Data and statistics

Body mass index (BMI)


  • is a simple index commonly used to classify overweight and obesity in schoolchildren and adults;
  • is calculated as a person’s weight (in kg) divided by his or her height (in m2); and
  • does not distinguish weight associated with muscle from weight associated with fat and therefore provides only a crude measure of fatness.

Overweight and obesity in adults

Overweight and obesity:

  • are defined as abnormal or excessive fat accumulation that may impair health;
  • have important consequences for morbidity, disability and quality of life;
  • entail higher risk of developing type 2 diabetes, cardiovascular diseases, several common forms of cancer, osteoarthritis and other health problems; and
  • are serious public health challenges in the WHO European Region.

WHO defines overweight in adults (aged over 19 years) as having a BMI equal to or greater than 25.0 kg/m2 and obesity as having a BMI equal to or greater than 30.0 kg/m2.

World wide, more than 1.4 billion adults aged 20 and older were overweight in 2008. Of these, over 200 million men and nearly 300 million women were obese. In the WHO European Region, the age-standardized prevalence of overweight was 58.3% among adult males and 51.2% among adult females.

Physical activity in adults

Excess weight gain only occurs when energy intake exceeds energy expenditure. Thus, a healthy body weight results from balancing regular physical activity and an adequate diet on a daily basis.

Physical activity means any bodily movement produced by skeletal muscles that requires energy expenditure. In 2008, around 35% of people aged 15 and over in the WHO European Region were insufficiently active.

Adults are physically active in the context of daily, family, and community life.
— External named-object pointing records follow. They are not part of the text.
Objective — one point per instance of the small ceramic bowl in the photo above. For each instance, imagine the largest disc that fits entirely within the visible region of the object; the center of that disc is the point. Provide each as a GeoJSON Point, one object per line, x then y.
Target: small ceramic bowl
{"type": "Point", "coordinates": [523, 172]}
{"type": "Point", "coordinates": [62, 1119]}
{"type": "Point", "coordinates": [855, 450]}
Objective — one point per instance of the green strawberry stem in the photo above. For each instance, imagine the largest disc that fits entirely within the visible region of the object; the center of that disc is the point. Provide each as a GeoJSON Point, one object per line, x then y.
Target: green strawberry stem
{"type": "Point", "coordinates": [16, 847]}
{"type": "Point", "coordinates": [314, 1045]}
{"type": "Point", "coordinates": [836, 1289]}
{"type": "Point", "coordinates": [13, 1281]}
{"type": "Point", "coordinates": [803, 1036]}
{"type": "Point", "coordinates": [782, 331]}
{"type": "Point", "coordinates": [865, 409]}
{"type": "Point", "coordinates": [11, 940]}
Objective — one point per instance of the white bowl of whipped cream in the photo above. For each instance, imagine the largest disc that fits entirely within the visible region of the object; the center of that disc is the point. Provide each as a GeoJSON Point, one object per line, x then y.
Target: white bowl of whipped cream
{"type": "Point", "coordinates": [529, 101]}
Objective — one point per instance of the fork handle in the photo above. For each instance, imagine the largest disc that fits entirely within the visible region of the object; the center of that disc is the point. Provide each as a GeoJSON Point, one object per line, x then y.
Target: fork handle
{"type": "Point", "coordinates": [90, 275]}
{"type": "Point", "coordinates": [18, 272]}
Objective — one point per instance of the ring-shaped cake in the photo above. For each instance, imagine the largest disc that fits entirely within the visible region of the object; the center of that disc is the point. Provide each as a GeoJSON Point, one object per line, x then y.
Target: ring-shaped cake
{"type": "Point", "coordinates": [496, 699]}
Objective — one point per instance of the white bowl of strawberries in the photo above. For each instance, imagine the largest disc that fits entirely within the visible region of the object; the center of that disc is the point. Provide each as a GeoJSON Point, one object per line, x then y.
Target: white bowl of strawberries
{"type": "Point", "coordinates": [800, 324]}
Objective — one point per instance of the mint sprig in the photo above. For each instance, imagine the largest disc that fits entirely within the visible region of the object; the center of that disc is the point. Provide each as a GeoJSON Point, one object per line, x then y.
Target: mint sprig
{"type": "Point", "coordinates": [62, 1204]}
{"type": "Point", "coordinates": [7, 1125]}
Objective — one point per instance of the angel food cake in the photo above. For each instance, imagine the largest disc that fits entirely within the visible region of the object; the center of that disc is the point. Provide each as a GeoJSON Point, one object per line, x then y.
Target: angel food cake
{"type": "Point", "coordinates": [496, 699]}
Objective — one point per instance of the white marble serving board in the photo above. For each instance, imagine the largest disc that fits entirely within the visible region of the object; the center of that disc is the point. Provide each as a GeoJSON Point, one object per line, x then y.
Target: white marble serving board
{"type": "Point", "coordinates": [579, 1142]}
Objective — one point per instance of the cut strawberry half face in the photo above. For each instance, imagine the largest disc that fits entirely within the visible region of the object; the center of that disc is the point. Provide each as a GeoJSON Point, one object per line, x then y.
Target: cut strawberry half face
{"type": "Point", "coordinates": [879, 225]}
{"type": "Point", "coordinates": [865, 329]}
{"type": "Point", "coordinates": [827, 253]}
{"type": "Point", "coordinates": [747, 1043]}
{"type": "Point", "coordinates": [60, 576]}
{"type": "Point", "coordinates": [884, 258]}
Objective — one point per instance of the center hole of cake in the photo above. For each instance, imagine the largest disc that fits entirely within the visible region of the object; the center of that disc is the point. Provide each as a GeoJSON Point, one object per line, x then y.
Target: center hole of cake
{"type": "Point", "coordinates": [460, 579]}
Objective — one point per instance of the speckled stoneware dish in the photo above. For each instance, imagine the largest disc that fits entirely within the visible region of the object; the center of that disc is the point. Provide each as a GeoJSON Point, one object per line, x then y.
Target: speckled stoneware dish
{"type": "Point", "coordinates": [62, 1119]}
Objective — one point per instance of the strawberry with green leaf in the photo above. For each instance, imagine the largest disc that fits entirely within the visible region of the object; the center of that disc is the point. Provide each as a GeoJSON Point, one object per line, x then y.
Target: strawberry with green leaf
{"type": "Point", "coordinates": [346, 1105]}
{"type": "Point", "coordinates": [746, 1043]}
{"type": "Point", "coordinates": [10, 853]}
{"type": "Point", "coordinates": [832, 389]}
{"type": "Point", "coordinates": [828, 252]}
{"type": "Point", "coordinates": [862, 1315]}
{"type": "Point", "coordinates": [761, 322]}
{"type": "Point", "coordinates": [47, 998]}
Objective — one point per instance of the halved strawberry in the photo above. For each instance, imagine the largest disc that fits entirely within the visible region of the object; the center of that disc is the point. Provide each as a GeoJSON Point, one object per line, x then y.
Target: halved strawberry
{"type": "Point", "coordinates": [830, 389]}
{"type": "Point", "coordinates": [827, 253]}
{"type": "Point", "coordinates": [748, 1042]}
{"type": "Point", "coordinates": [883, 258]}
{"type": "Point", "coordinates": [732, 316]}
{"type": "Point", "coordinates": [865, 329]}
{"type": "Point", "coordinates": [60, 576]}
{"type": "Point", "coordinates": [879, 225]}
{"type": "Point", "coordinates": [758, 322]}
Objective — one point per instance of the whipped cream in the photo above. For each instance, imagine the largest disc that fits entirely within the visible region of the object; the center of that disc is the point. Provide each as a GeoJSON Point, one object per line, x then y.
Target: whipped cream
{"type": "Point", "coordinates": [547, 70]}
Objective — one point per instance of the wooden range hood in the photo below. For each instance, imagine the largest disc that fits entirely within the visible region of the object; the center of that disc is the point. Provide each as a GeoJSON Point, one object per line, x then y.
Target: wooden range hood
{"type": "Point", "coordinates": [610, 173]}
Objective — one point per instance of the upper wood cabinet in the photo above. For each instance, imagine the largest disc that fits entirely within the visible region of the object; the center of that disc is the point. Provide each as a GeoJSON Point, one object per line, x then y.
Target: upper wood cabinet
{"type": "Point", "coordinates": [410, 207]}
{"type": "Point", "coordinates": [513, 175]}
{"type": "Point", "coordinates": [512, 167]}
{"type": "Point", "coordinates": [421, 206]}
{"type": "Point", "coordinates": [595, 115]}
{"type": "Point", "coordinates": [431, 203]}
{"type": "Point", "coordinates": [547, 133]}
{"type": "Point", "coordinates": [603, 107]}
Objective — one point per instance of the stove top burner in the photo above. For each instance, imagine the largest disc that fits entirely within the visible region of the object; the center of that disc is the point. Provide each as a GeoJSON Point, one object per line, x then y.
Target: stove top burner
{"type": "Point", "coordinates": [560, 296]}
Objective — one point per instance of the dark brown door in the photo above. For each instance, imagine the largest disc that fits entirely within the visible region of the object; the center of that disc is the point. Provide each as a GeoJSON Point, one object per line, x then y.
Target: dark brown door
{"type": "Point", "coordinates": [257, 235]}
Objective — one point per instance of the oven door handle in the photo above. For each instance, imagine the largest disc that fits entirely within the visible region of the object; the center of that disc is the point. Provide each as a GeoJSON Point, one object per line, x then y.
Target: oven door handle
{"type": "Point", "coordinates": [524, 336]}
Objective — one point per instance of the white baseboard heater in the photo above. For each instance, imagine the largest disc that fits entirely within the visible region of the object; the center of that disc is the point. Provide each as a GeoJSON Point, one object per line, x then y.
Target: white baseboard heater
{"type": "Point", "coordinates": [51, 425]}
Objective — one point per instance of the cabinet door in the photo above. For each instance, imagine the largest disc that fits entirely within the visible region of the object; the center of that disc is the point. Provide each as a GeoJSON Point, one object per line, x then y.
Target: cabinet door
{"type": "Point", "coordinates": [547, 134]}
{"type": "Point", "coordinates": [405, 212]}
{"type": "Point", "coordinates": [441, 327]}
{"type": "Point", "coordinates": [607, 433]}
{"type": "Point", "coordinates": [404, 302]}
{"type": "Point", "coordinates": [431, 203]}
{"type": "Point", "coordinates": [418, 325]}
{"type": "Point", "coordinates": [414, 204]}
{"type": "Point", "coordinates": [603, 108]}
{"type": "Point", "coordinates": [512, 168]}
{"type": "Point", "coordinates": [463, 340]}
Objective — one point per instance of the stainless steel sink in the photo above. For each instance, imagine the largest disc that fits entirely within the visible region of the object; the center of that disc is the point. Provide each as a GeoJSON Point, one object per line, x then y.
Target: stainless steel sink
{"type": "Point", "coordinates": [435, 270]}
Such activities include:

  • recreation or leisure-time activity, such as play, games/sport or planned exercise;
  • transportation (such as walking or cycling);
  • occupational activity; and
  • household chores.

Regular and adequate levels of physical activity in adults improve bone and functional health and reduce the risk of:

  • hypertension
  • cardiovascular diseases
  • diabetes
  • breast and colon cancer
  • depression
  • falls.
To ensure a healthy lifestyle, WHO recommends eating lots of fruit and vegetables, reducing fat, sugar and salt intake in addition to regular physical activity to maintain a healthy lifestyle.